His mom leaves his family some time in 9th grade. He doesn’t tell you, nor do his friends. Your mother is the one who tells you. You can’t say anything about it to him. When he walks the halls in his horde of friends you think about the family dinners at his house, and how empty it must be now, how he must be hurting.
One day he shows up at school, and his hair is cut, and you can’t tell him you like how soft it makes him look. He’s taller, bigger, prettier somehow, and all the scars he’d gotten in your company have faded. So have yours, though you still know exactly where they used to be. There’s a few reminders somewhere, and they’ll show up during summer when you tan and the scarred skin tells little stories of particularly nasty falls from your skateboards. The ones he left on you with his hands were never harsh enough to etch themselves permanently, but you wish they were.
In 9th grade he asks you to prom.
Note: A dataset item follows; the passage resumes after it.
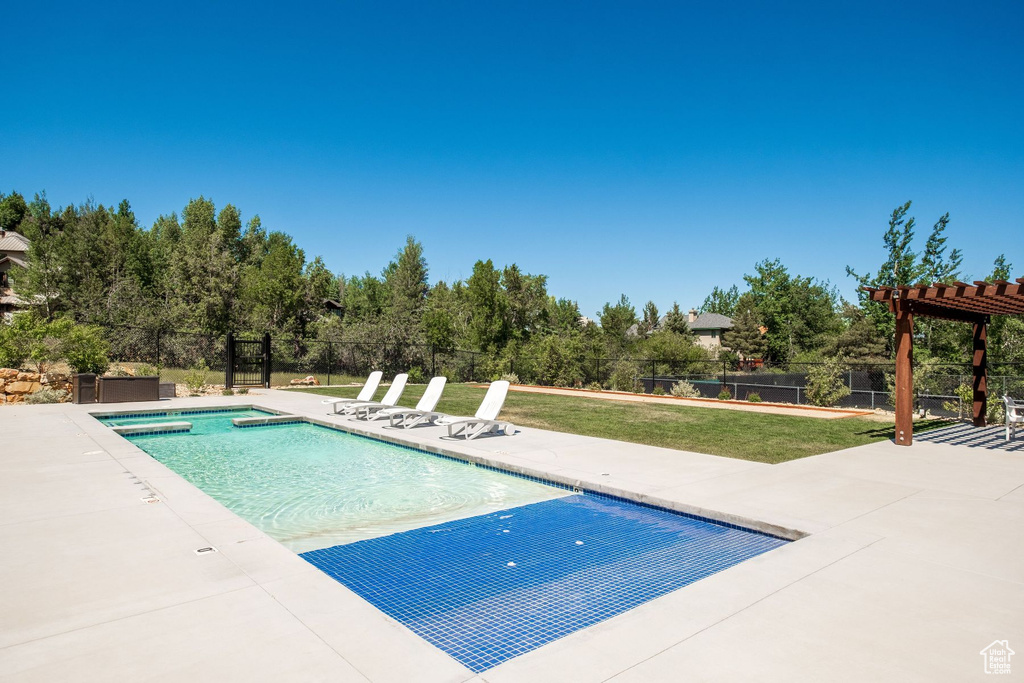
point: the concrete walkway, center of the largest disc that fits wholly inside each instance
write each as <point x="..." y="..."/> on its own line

You haven’t talked in almost three years, but he asks you to prom.
”You know, my friends and I don’t have anyone to go with, to prom, that is.” he says while you are dancing with him during P.E. He doesn’t look at you while he says it, and his hands are barely on you but you can feel how warm they are still.
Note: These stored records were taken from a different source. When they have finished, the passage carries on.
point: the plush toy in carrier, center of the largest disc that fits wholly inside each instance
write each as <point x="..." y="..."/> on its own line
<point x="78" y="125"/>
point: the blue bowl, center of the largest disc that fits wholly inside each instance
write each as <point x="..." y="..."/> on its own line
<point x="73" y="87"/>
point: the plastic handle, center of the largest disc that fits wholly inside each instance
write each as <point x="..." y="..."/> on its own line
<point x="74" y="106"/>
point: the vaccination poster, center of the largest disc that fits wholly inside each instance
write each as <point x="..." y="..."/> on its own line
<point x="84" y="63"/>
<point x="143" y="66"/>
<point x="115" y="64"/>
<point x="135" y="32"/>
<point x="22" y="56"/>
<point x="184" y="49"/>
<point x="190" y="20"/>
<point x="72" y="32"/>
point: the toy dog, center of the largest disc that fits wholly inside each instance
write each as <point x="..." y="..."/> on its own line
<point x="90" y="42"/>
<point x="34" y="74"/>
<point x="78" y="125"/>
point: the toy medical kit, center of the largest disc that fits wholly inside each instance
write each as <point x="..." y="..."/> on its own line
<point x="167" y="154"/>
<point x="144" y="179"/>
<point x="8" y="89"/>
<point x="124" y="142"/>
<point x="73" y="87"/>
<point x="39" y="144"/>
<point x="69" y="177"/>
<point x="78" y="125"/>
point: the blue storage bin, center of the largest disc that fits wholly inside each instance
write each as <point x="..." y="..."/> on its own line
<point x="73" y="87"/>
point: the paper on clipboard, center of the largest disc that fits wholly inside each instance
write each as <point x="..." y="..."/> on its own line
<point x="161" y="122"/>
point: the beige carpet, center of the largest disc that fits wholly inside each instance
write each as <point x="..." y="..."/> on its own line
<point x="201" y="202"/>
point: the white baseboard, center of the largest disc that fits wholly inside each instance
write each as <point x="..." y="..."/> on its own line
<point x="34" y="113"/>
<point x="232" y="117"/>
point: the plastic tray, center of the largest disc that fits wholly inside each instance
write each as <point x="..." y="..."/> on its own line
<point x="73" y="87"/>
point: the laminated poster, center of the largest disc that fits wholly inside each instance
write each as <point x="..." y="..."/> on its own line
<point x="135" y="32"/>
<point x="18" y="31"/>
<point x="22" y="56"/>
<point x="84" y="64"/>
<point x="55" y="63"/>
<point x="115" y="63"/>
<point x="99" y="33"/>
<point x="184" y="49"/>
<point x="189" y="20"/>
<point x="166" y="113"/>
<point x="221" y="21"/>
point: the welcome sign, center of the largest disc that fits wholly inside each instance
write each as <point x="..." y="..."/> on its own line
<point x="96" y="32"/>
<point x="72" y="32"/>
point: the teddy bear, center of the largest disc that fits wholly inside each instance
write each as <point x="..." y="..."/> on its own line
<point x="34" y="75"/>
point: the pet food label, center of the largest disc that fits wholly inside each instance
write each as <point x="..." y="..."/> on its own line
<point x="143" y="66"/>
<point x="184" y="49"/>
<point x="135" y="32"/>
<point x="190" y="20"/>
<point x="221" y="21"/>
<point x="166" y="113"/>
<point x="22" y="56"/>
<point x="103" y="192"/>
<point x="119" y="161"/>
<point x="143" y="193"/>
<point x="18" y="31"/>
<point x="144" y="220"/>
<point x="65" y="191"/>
When you say nothing, he doesn’t either. Your teachers are yelling instructions over the music, and you find yourself realizing he is dancing the part that a woman usually would.
”We could go, you know.” he says. You have to pretend it doesn’t make your stomach drop, and you have to form a response that doesn’t convey how much you’ve wanted this.
Yes, yes, yes, please. Lets ditch prom, lets go home to your house on the street where we grew up and lets find the tree we carved our initials into and lets kiss there, just once. If you’d just grant me this one kiss, please, I’d be satiated forever.
You say none of it, just hum and tell him ”Sure”.
He doesn’t compliment you when you dress up for prom, and you don’t compliment him either. There’s still a knowing though, a silent understanding or exchange. He looks at you, and you just know, and hopefully he knows you think he looks more beautiful than ever when you sneak glances at him across the tables.
He’s never been a dancer. He’s so tall now, lanky and long limbs and pointed shoulders, he’s never carried himself well and it shows more than ever when he pulls you out on the dance floor. He still dances though, all evening, even when your legs feel like they’ll give out and you’re parched for water, his hands wrap around your waist and your shoulder and he keeps you close. He still doesn’t speak, after all these years – he says nothing. He just leans his head against your shoulder, and sways with you at your 9th grade prom.
You don’t know it yet, but it’s the last time you’ll ever touch him.
He doesn’t speak, he doesn’t try to kiss you, he just holds you in front of your friends and teachers and the world.
When you start high school you part with him. Probably forever. He chooses a high school, and you pick another. You’ll hear through some friends later on that he elected to study technology, and it suits him. His father still lives at home, at the end of that street, and you bet his walls are different.
When you’re 22 you still dream of him. You still love him. When you are 22 years old and taste blood you still think of him.